The story does not mention any potential drawbacks to acupuncture. The experts quoted claim that "there are no risks involved" in acupuncture. The few potential risks of acupuncture (albeit rare) include skin infections, hepatitis (if disposable needles are not used), pneumothorax (if too deep over the chest), and local hematoma. Also many "local" acupuncturists may also recommend Chinese herbal remedies which have known herb-drug interactions and potential for organ toxicity.
The story does not describe the current study at all. Nor does the story mention that the study has only been presented at a scientific meeting and has not been published and peer-reviewed. This is a major weakness of the piece.
The story does not exaggerate the seriousness or prevalence of side effects of chemotherapy.
The story only quotes one expert, who is at the center discussed in the story.

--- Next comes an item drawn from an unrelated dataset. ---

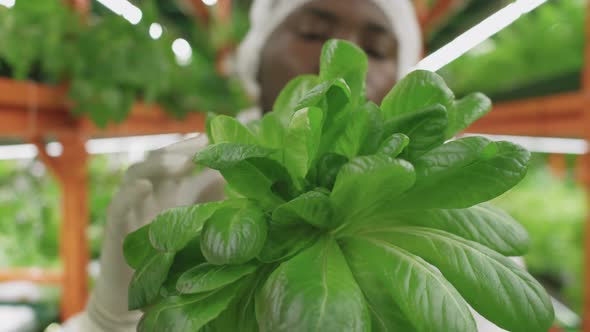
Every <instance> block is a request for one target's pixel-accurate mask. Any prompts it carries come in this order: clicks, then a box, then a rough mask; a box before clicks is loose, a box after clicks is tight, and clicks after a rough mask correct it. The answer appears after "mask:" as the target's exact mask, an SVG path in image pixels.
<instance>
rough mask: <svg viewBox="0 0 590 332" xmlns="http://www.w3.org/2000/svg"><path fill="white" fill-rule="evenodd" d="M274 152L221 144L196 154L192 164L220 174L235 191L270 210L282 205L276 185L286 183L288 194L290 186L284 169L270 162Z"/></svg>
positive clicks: (286, 189) (279, 164) (282, 167)
mask: <svg viewBox="0 0 590 332" xmlns="http://www.w3.org/2000/svg"><path fill="white" fill-rule="evenodd" d="M273 152H274V150H270V149H267V148H263V147H261V146H259V145H247V144H232V143H221V144H216V145H211V146H209V147H207V148H205V149H204V150H203V151H201V152H200V153H198V154H197V155H196V156H195V162H197V163H200V164H203V165H205V166H208V167H210V168H214V169H218V170H220V172H221V174H222V175H223V177H224V178H225V180H226V181H227V182H228V183H229V185H230V186H231V188H232V189H233V190H234V191H236V192H238V193H239V194H241V195H243V196H245V197H248V198H250V199H254V200H257V201H259V202H260V203H261V204H262V205H264V206H265V207H271V206H273V205H276V204H280V203H282V199H281V197H280V196H278V195H277V194H276V193H275V192H273V186H274V185H275V183H276V182H277V181H283V182H284V181H286V180H287V181H288V182H286V183H284V185H285V186H286V187H287V189H286V190H287V191H288V190H289V188H290V187H291V186H292V184H291V183H290V179H289V176H288V173H287V172H286V171H285V172H283V169H284V167H283V166H282V165H281V164H279V163H278V162H276V161H275V160H273V159H270V155H271V154H272V153H273ZM285 179H286V180H285Z"/></svg>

The story could have been improved by including other, independent experts.
The story mentions anti-depressants to treat hot flashes but does not mention any other medications or alternative therapies that are available.
Clearly acupuncture is available, but the story wasn’t clear about just how available it is. The story mentions that "at Memorial Sloan-Kettering Cancer Center in New York, many patients with different types of cancer are now offered acupuncture as a routine part of their care." How widespread is this? Are there specially trained acupuncturists for this indication? Is this a "targeted" type of acupuncture for chemotherapy side effects, or a more general treatment, say for nausea?

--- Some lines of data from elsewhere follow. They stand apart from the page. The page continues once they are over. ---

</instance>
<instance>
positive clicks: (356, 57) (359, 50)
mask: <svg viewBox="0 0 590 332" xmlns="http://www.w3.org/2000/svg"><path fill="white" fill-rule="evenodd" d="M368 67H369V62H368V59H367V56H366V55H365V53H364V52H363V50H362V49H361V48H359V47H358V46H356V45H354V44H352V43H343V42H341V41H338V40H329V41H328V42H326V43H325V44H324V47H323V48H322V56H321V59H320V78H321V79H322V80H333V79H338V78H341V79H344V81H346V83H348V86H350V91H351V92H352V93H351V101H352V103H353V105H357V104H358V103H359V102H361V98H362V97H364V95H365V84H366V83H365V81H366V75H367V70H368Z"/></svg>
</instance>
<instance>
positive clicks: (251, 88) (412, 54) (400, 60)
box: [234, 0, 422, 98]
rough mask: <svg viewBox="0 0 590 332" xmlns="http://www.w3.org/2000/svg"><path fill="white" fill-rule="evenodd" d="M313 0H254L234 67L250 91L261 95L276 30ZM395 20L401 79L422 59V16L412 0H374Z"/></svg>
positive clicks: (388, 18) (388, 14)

The story didn’t make any claims about the novelty of this area of research. Clearly acupuncture is not a new idea. Neither is research into its potential to curb chemotherapy side effects.
There is no direct evidence that the story relied solely or largely on a news release. In fact, the story doesn’t even interview the lead author of the study who is from Detroit and who is mentioned in hospital and conference news releases. Instead, it looks like the network turned to an expert who was more available and convenient.